„Early Work“ von Stephen Shore – Ein Blick zurück auf die Anfänge eines Meisters der Fotografie

© Stephen Shore, from Early Work (MACK, 2025). Courtesy of the artist and MACK.

Stephen Shores Early Work* führt zurück in die 1960er Jahre, als der Fotograf noch ein Teenager war. Die bei MACK erschienene Publikation zeigt frühe Schwarzweißaufnahmen aus New York – unscheinbare Straßenszenen, die bereits die Klarheit und Präzision seines späteren Stils andeuten. Ein Buch, das die Wurzeln einer großen Karriere sichtbar macht.

Stephen Shore (geb. 1947) gilt als einer der einflussreichsten amerikanischen Fotografen der Gegenwart.

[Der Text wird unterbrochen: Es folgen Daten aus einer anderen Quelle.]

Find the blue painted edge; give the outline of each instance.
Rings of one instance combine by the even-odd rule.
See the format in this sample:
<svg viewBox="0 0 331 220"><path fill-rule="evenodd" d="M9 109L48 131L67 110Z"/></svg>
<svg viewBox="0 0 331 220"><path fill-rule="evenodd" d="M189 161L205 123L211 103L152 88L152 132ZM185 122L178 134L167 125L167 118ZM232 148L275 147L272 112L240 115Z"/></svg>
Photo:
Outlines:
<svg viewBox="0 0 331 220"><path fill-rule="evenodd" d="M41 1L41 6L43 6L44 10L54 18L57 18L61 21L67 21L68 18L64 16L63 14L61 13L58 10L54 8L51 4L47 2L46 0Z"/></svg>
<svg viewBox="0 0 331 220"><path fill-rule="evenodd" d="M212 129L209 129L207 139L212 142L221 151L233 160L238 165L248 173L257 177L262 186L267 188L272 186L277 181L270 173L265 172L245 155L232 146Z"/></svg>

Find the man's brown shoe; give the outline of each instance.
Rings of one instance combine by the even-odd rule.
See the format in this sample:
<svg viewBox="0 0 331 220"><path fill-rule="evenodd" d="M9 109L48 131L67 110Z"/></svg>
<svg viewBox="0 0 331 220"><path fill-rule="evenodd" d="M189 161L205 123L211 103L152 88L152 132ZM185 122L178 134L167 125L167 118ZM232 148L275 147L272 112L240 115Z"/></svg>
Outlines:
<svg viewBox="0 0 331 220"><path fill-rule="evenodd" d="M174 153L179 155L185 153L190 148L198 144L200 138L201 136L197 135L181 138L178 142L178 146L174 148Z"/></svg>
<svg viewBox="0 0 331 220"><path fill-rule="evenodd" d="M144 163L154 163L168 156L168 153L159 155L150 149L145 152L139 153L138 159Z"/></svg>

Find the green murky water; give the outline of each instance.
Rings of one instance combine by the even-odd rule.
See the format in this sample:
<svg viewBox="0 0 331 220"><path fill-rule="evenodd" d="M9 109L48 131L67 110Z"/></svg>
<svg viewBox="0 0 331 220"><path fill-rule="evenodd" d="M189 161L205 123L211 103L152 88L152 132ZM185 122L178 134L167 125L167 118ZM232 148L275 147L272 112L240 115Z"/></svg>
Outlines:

Bereits als Kind erhielt er 1953 von seinem Onkel ein Kodak-Dunkelkammer-Kit, das seine Leidenschaft für Fotografie weckte

Schon im Vorschulalter experimentierte er mit Schwarzweiß-Fotografien, entwickelte Privatfilme im Badezimmer seiner Eltern und ging mit 14 Jahren auf Drängen des MoMA-Kurators Edward Steichen so weit, dass dieser von ihm insgesamt drei Abzüge seiner New Yorker Straßenszenen erwarb.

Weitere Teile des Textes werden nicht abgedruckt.